When an unusual key is found in Stephen’s possession, Gamache and his beloved wife are sent from the top of the Eiffel Tower down into the depths of the Paris archives and from luxury hotels to coded art.
Deep family secrets begin to be uncovered until a gruesome discovery in Stephen’s apartment makes it apparent that the secrets are much more rancid than they first appeared.
Gamache and his wife find themselves in immediate danger and have to uncover the truth to escape.
- A wild change of setting and stunning insight into the family of the beloved Armand Gamache.
- The attitude of Gamache feels different in this story from others in the series.
The penultimate book in the series is The Madness Of Crowds.
This story is set around the New Year’s period in Three Pines.
Gamache finds himself unable to participate in the season’s festivities due to a simple request.
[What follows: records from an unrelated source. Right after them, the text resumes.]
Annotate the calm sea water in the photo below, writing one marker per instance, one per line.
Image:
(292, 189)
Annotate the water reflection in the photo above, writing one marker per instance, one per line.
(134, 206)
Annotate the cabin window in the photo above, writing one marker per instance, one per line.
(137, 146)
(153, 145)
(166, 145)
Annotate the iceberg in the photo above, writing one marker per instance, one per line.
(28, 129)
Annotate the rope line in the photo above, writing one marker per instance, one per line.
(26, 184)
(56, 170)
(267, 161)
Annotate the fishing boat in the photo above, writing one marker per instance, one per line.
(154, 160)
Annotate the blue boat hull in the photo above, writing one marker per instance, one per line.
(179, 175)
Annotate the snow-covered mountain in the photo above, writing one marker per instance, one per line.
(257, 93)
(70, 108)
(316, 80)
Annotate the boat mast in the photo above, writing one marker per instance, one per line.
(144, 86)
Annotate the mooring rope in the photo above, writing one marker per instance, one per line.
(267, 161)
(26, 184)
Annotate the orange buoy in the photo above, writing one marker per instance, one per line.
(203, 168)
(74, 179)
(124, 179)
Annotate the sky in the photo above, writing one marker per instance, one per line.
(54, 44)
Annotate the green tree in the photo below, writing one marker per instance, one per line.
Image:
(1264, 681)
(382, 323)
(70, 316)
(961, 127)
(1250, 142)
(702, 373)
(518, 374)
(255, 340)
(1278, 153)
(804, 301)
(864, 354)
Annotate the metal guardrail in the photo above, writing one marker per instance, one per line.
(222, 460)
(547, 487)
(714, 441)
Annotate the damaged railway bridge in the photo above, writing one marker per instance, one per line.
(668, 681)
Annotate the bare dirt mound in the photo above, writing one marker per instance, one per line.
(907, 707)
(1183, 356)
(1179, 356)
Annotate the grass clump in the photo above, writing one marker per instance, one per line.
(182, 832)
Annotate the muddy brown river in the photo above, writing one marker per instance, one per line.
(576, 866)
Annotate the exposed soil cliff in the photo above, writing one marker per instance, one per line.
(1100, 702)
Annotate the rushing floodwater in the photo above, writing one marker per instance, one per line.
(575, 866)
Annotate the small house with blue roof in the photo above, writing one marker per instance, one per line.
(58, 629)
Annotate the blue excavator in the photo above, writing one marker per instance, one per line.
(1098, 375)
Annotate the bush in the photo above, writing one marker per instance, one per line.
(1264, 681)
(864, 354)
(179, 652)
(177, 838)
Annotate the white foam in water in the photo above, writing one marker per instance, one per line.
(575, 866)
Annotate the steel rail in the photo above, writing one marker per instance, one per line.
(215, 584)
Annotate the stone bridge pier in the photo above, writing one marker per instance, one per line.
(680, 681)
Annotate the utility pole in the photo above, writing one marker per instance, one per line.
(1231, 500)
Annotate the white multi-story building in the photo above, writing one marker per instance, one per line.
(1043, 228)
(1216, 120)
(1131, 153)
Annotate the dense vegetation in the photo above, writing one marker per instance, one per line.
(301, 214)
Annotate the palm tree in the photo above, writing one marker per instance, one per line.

Gamache is asked to provide security for a lecture at a nearby university.
The request is perplexing to the seasoned inspector, that is until he begins to look into the lecturer.
When he uncovers a repulsive agenda, he begs the university to cancel the lecture.
The university refuses his request and accuses Gamache of censorship and cowardice.
However, before long, the repulsive views seep into local conversations until truth and fact, reality and delusion become completely blurred.
Discussions become debates, and debates become arguments.
This turns into fights and as sides are declared, madness takes hold. When this culminates in a murder, it is up to Gamache to investigate.
- This book truly transcends the genre of mystery in true Louise Penny style.
- The subject of the book is a reflection of the times which may be uncomfortable for readers who prefer pure fiction.
The most recent addition to the Inspector Gamache series to date is A World Of Curiosities.
Spring has sprung again in the small village of Three Pines.
However, residents are about to find out that not everything that is dormant should reemerge.
As the community prepares for a celebration, Gamache and long-time partner Beauvoir become concerned at the reappearance of a familiar man and woman.
They were just children when they experienced their mother being murdered. They were damaged and had now returned to Three Pines, but why?
While Gamache and Beauvoir ruminate on the tragic case that first brought them together, a 160-year-old letter filled with dread is discovered detailing the bricking up of an attic in the village.
As the villagers decide to unseal the room, a world of curiosities is discovered, but among the puzzles within puzzles, an enemy is released.
- This is another book in the series that showcases the stunning talent of Louise Penny’s writing within the world of Three Pines.
- Some long-time readers find the plot of this story to be convoluted and difficult to believe.
That is all of the books that are currently published within the Inspector Gamache series.
There are no signs of Louise Penny retiring the residents of Three Pines yet.
The books in this series are known for their incredible descriptions of relationships between characters yet it is very easy to get into the series at almost any point.
The books are written as stand-alone stories, however, the strong character development that arcs throughout the series means that the best way to truly enjoy the series is to read them in order of publication.
Frequently Asked Questions
How Many Books Are In The Inspector Gamache Series?
There are currently 18 novels in the Inspector Gamache series. There are no signs that Penny is planning to stop writing books for the series yet.
Can I Read The Inspector Gamache Series In Any Order?
The books in the Inspector Gamache series are designed to be stand-alone stories. However, they are best enjoyed in order of publication to truly appreciate the relationships of the characters.
Is Three Pines Based On The Inspector Gamache Books?
Yes, the television series Three Pines is based on the Inspector Gamache book series.